标识哪个类提供由重载决策选择的函数的类型特征

Question

考虑以下代码,其中一个仿函数derived继承自两个基类base1,base2每个基类提供不同的重载:

// Preamble
#include <iostream>
#include <functional>
#include <type_traits>

// Base 1
struct base1 {
    void operator()(int) const {
        std::cout << "void base1::operator()(int) const\n";
    }
    void operator()(double) const {
        std::cout << "void base1::operator()(double) const\n";
    }
    template <class Arg, class... Args>
    void operator()(const Arg&, Args&&...) const {
        std::cout << "void base1::operator()(const Arg&, Args&&...) const\n";
    }
};

// Base 2
struct base2 {
    void operator()(int) {
        std::cout << "void base2::operator()(int)\n";
    }
    void operator()(double) {
        std::cout << "void base2::operator()(double)\n";
    }
};

// Derived
struct derived: base1, base2 {
    using base1::operator();
    using base2::operator();
    void operator()(char) {
        std::cout << "void derived::operator()(char)\n";
    }
};

// Call
template <class F, class... Args>
void call(F&& f, Args&&... args) {
    std::invoke(std::forward<F>(f), std::forward<Args>(args)...);
}

// Main
int main(int argc, char* argv[]) {
    const derived d1;
    derived d2;
    derived d3;
    call(d1, 1);    // void base1::operator()(int) const
    call(d2, 1);    // void base2::operator()(int)
    call(d1, 1, 2); // void base1::operator()(const Arg&, Args&&...) const
    call(d2, 1, 2); // void base1::operator()(const Arg&, Args&&...) const
    call(d3, 'a');  // void derived::operator()(char)
    return 0;
}

结果输出是:

void base1::operator()(int) const
void base2::operator()(int)
void base1::operator()(const Arg&, Args&&...) const
void base1::operator()(const Arg&, Args&&...) const
void derived::operator()(char)

这说明根据参数,选定的重载可以来自base1,base2或derived.

我的问题是:是否有可能在编译时通过创建一个类型特征来检测哪个类提供了所选的重载？

这将具有以下形式:

template <
    class Base1,   // Possibly cv-ref qualified base1
    class Base2,   // Possibly cv-ref qualified base2
    class Derived, // Possibly cv-ref qualified derived
    class... Args  // Possibly cv-ref qualified args
>
struct overload_origin {
    using base1 = std::decay_t<Base1>;
    using base2 = std::decay_t<Base2>;
    using derived = std::decay_t<Derived>;
    using type = /* base1, base2, or derived * /
};

并且当在使用call在前面的示例中代码的功能,将具有overload_origin::type指的base1,base2,base1,base1,derived用于在示例代码示出的五个电话.

如何用模板元编程实现这样的事情？

Answer 1

derived您可以从和派生一个类base1。
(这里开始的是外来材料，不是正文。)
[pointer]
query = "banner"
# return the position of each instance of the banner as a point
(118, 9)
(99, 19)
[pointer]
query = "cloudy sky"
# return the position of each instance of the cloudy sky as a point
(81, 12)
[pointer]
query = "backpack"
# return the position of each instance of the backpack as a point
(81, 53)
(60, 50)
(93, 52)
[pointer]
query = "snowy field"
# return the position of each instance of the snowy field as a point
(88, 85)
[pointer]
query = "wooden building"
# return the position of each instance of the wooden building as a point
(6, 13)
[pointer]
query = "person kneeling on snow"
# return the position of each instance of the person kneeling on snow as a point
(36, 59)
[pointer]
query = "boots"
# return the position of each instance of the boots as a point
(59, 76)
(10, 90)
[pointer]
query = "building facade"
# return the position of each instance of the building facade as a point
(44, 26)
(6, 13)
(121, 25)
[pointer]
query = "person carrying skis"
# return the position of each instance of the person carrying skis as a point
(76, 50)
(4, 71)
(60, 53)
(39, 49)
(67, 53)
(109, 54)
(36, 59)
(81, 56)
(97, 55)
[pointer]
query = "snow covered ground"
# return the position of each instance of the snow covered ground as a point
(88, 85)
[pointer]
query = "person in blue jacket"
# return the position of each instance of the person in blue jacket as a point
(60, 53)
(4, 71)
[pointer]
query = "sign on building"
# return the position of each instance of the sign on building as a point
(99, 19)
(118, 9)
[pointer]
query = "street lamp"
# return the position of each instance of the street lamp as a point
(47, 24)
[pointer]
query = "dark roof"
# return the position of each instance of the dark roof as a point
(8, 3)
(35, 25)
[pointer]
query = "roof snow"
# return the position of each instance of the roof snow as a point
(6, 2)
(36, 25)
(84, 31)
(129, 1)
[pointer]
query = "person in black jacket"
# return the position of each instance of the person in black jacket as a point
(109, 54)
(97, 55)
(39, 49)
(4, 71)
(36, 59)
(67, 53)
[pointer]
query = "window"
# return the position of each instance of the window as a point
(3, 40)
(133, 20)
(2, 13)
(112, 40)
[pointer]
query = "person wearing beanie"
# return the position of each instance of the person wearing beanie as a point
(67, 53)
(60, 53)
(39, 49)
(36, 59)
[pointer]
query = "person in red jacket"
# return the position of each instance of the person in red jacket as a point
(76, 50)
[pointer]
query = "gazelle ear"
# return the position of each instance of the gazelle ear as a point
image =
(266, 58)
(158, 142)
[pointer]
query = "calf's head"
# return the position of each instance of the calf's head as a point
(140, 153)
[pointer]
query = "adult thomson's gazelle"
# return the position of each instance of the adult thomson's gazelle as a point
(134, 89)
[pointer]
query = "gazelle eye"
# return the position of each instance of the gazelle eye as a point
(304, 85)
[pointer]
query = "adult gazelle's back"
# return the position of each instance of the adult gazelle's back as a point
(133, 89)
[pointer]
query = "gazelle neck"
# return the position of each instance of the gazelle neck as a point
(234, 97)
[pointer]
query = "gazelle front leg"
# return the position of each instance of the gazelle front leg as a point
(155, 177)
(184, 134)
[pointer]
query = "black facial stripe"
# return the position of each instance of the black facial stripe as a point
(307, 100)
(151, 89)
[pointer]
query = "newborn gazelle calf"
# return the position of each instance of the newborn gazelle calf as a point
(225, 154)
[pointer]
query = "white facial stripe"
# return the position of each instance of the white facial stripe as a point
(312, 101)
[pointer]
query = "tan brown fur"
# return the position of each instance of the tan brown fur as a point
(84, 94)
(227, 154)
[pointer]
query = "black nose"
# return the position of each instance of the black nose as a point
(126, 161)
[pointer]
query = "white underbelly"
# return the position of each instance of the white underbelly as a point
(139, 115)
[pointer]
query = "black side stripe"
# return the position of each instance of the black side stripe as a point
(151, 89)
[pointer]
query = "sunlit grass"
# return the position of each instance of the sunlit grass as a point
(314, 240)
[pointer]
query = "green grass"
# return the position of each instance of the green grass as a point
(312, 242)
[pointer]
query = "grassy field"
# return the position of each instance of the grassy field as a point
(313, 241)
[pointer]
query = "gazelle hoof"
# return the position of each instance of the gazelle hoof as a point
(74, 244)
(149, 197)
这样，所有operator()对 from的调用base1都会不明确：

struct derived_check: base1, derived {
    using base1::operator();
    using base2::operator();
};
// Main
int main(int argc, char* argv[]) {
    const derived_check d1;
    derived_check d2;
    derived_check d3;
    call(d1, 1);    // error:ambiguous
    call(d2, 1);    // OK
    call(d1, 1, 2); // error:ambiguous
    call(d2, 1, 2); // error:ambiguous

    return 0;
}

然后，您可以使用基本的检测技巧来创建您的检测类型特征。